An important element of a budget that needs to be planned is the projected expenses. What money will be required to help your business run successfully? This includes operating expenses, travel costs, and employee compensation – just to name a few. You’ll then want to consider any costs associated with updating equipment or purchasing new supplies. If your business will need a new computer in the near future, plan for the purchase well in advance to allow enough time to save for it and lock down a deal within a predetermined price range.
In some instances, it may be easy to designate a specific dollar amount to expense categories, but for others it may feel like a wild guess. When unsure, look back at what has been spent in previous years and give the budget a range within that ballpark. When in doubt, estimate high. It’s better to come in under budget than over.
Plan for Price Increases
Price increases are a fact of life, thanks to inflation. The economics behind it are complex, but what you need to know is that there is a natural progression to rising costs. Year to year there is not a major jump in the cost of living, but it is an upward trend as the prices of products and services increase. Are your products and services due for a price increase? A lot goes into evaluating this, but here are a few key things to consider:
Is it now costing more money to create your product or provide services?
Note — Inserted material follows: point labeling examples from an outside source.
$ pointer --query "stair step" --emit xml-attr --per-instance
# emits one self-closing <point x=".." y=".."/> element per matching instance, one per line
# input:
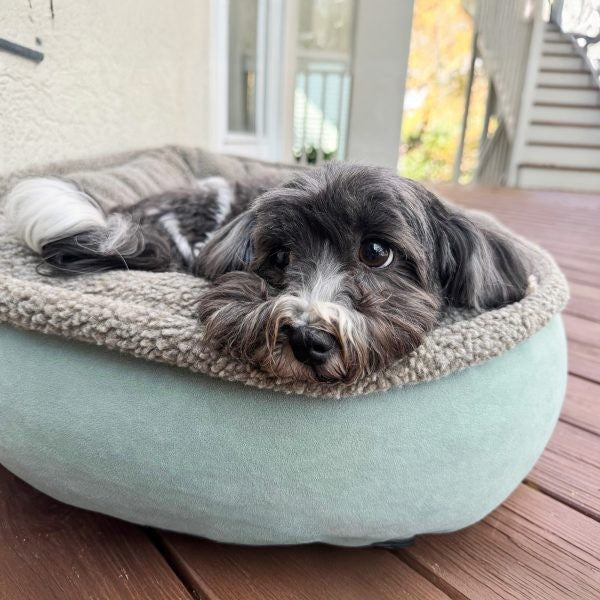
<point x="557" y="39"/>
<point x="567" y="155"/>
<point x="553" y="60"/>
<point x="564" y="77"/>
<point x="566" y="113"/>
<point x="558" y="48"/>
<point x="554" y="36"/>
<point x="567" y="94"/>
<point x="546" y="176"/>
<point x="574" y="133"/>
Have improvements been made to the product/service provided that make it higher in value?
Are competitors offering a similar product/service at a higher price?
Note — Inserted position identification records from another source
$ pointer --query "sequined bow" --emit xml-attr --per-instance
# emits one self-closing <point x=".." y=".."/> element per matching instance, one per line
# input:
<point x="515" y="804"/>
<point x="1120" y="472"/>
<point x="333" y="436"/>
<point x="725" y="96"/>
If you are considering making pricing adjustments, be sure to explore how the change will impact your budget moving forward.
Consider Hiring Staff
It can be challenging to divvy up responsibility, but there is value in sharing the workload or getting help with time-consuming tasks. Whether another full-time or part-time employee is needed, you will want to factor those expenses into the budget before the hiring process starts. While the monetary value is always an area of focus when considering additional help, never forget that time is extremely valuable. Perhaps you are finding that you no longer have the bandwidth to focus on the aspects of your business that you enjoy most. Or maybe you realize that another individual’s strengths in a given area could push your business to the next level. Regardless, hiring staff is important and can end up meaning a big change for your budget. As you plan, consider details such as: hourly versus salary pay, employee insurance and benefits, and the level of experience and talent a new position may require.
Leave Some Extra Room in Your Budget
Many small business owners know that there is always some element of unpredictability in running a business. Surprises may lurk in the year ahead – some good and others not-so-good, but when technology fails or last-minute setbacks happen, you can be prepared. Leaving some extra room in your budget for these surprises will make it easier to manage them with more financial confidence and avoid having your budget completely thrown off track. An emergency fund is another great way to be proactive to provide your business with some added cushion for extra expenses.
As you build the budget for your business, remember to look at it as a tool for guidance to promote profitability and financial stability. Use the budget to set realistic business expectations, but leave room for some flexibility – especially if you are less familiar with the process. Lastly, don’t forget to budget for savings. When you make it a priority to set funds aside for long-term growth, your business will be positioned for greater advancement in the long run.